Big Mac index inflames debate over Chinese yuan's value

A Big Mac in China costs $2.74 compared with a whopping $4.79 in the US.
A Big Mac in China costs $2.74 compared with $4.79 in the US. It remains unclear if that makes it a happy, or an unhappy, meal Photograph: Alamy

China’s currency is significantly undervalued against the dollar, according to the Economist’s latest Big Mac index, which found that the bestselling burger from McDonald’s cost 43% more to buy in the US than in the world’s second largest economy.

The yawning gap between the Chinese yuan and the US dollar, documented in the latest index, indicates that another round in the Sino-US currency war could be looming, although experts cautioned against taking the index as a stringent measurement of currency strength.

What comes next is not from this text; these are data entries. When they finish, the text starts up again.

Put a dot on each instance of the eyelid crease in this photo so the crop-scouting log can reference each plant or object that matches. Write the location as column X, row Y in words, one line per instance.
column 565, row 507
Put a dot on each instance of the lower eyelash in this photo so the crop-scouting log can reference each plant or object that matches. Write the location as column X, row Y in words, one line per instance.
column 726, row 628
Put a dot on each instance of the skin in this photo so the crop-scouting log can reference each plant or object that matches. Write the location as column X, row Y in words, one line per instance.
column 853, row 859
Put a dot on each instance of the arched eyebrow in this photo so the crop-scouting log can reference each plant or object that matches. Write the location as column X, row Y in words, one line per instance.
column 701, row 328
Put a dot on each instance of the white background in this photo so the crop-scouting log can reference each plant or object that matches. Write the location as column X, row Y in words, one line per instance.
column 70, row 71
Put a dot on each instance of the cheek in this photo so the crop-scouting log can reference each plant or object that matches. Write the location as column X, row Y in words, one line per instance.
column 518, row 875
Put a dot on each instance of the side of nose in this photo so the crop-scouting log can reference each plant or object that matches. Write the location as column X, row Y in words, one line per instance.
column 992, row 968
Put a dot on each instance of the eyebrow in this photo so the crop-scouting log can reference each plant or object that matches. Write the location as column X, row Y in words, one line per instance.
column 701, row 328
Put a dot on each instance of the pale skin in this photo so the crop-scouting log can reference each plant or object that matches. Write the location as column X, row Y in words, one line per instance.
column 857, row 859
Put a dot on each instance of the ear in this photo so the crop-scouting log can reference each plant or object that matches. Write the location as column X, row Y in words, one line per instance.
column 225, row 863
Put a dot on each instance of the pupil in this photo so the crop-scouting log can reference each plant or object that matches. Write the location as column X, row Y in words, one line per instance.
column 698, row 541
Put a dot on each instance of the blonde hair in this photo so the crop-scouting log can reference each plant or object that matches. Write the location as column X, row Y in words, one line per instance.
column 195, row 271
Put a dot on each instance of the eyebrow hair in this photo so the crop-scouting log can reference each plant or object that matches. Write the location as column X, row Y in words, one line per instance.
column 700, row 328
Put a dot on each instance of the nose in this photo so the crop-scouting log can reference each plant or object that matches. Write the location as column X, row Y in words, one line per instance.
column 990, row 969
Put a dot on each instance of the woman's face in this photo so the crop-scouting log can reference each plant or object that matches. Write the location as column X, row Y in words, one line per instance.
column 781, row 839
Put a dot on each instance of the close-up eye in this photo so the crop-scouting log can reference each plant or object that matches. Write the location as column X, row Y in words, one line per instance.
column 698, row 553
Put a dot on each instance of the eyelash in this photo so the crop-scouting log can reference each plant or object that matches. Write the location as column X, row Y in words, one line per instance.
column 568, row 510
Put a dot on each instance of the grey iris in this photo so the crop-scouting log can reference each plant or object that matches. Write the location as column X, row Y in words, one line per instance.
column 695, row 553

As the Economist, which invented the index in 1986, said: “Burgernomics was never intended as a precise gauge of currency misalignment, merely a tool to make exchange-rate theory more digestible.

“The average price of a Big Mac in America in July 2015 was $4.79; in China it was only $2.74 at market exchange rates. So the ‘raw’ Big Mac index says that the yuan was undervalued by 43% at that time.”

Currencies linked to China through local trade also enjoy cheap Big Macs, illustrating how much south-east Asian economies have felt the strain over the past year as the Chinese recovery has run out of steam.

There are plenty of other factors that can undermine an index based on burger prices, which the Economist freely admits. In some parts of the world it is considered a premium food and priced accordingly. More importantly, it can reflect per capita incomes, which remain much lower in China and the developing world compared with Europe and the US.

For example, the cheapest Big Macs can be found in Venezuala, where a mix of subsidies, low taxes and growing poverty have kept the price low. The Economist also publishes a chart showing the burger’s price relative to individual incomes and unsurprisingly, the correlation is consistent; McDonald’s commonly prices its burgers according to what people can afford.